Taxation and Regulatory Compliance

The Meaning of Back Taxes and How to Pay Them

Get a clear explanation of what it means to owe back taxes. Learn about the associated costs and the formal processes for getting back on track with the IRS.

The term “back taxes” refers to tax liabilities that were not paid in full by their original due date. This can happen for any prior year and applies to money owed to federal, state, or local governments.

Common Causes of Back Taxes

One of the most direct causes of back taxes is the failure to file a tax return. When a taxpayer neglects to file, the Internal Revenue Service (IRS) may create a Substitute for Return (SFR). This document is prepared by the IRS using information from third parties, like employers and financial institutions. An SFR often results in a higher tax assessment because it only includes income and lacks the deductions and credits the taxpayer might have been entitled to claim.

Another frequent reason for owing the government is the underpayment of taxes throughout the year. This scenario often affects individuals with insufficient tax withholding from their paychecks, such as those who change jobs or receive bonuses. It is also a common issue for self-employed individuals or those with gig economy income who fail to make adequate quarterly estimated tax payments. Unexpected income from investments or other sources can also lead to an underpayment.

An audit by the IRS can result in a taxpayer owing back taxes. During an audit, the agency reviews a previously filed return for accuracy. If the examination uncovers errors, such as underreported income or improperly claimed deductions, the IRS will issue a notice of proposed changes. This reassessment can create a new or additional balance due for that tax year.

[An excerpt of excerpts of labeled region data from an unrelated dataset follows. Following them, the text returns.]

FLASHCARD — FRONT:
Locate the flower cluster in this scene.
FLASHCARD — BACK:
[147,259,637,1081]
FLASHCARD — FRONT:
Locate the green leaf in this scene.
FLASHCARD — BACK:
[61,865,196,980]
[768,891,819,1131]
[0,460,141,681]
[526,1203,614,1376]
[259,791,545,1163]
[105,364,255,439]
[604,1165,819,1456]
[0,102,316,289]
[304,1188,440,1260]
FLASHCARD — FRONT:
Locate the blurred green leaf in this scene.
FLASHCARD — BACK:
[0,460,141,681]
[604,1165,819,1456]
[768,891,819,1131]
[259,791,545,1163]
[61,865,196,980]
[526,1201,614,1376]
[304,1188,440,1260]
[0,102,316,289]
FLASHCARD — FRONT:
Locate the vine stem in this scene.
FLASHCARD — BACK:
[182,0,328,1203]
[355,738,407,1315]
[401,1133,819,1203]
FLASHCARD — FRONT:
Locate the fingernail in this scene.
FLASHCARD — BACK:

Associated Costs of Unpaid Taxes

The original amount of unpaid tax is only the starting point of the debt, as costs are added over time. The IRS charges interest on any underpayment, and this interest can also be applied to the penalties that have accrued. The interest rate is determined by the federal short-term rate and can be adjusted quarterly. This interest compounds daily, which can substantially increase the total liability the longer the tax remains unpaid.

A failure-to-pay penalty is applied when taxes are not paid by the deadline, even if the taxpayer filed their return on time. This penalty is calculated at a rate of 0.5% of the unpaid taxes for each month or partial month that the taxes remain outstanding. The penalty continues to accumulate until it reaches a maximum cap of 25% of the unpaid tax liability.

A more severe penalty is the failure-to-file penalty, which applies when a taxpayer does not file their return by the deadline. This penalty is calculated at 5% of the unpaid taxes for each month or part of a month that the return is late, also capped at 25%. If both penalties apply in the same month, the failure-to-file penalty is reduced by the amount of the failure-to-pay penalty.

Potential IRS Collection Actions

If a tax debt remains unpaid after the IRS sends a bill, it can initiate collection actions. One of the first steps is filing a Notice of Federal Tax Lien. A lien is a legal claim against all of a taxpayer’s current and future property, including real estate and financial assets. It serves as a public notice to creditors and can damage a person’s credit rating, making it difficult to obtain loans or sell assets.

If a taxpayer continues to ignore their debt after a lien has been filed, the IRS can issue a levy. A levy is the actual seizure of property to satisfy the tax debt. Common examples include a bank levy, where the IRS instructs a financial institution to turn over funds from an account. Another action is wage garnishment, where the agency requires an employer to send a portion of the taxpayer’s wages directly to the IRS.

For taxpayers with a “seriously delinquent tax debt,” the consequences can extend to international travel. Under federal law, the IRS certifies these debts to the U.S. Department of State. Once certified, the State Department generally will not issue a new passport and has the authority to revoke an existing one. This action is reserved for taxpayers who owe a significant amount, adjusted annually for inflation, and have not responded to IRS attempts to resolve the debt.

Methods for Resolving Back Taxes

Taxpayers unable to pay their debt in full have several ways to resolve their liability, one of which is an Installment Agreement. This is a structured monthly payment plan that can be short-term, allowing up to 180 days to pay, or long-term, extending for years. Taxpayers can often apply for a streamlined agreement online, provided their total debt falls below a certain threshold.

Another resolution is an Offer in Compromise (OIC), which allows certain taxpayers to settle their tax debt for less than the full amount owed. An OIC is considered when there is doubt as to whether the IRS can ever collect the full amount. To qualify, taxpayers must provide detailed financial information to demonstrate that their income and assets are insufficient to cover the entire liability.

For individuals experiencing significant economic hardship, the IRS may grant Currently Not Collectible (CNC) status. This designation temporarily suspends collection efforts, meaning the IRS will not pursue levies or garnishments while the taxpayer’s financial situation is dire. CNC status does not forgive the debt; penalties and interest continue to accrue, and the IRS will periodically review the taxpayer’s financial circumstances.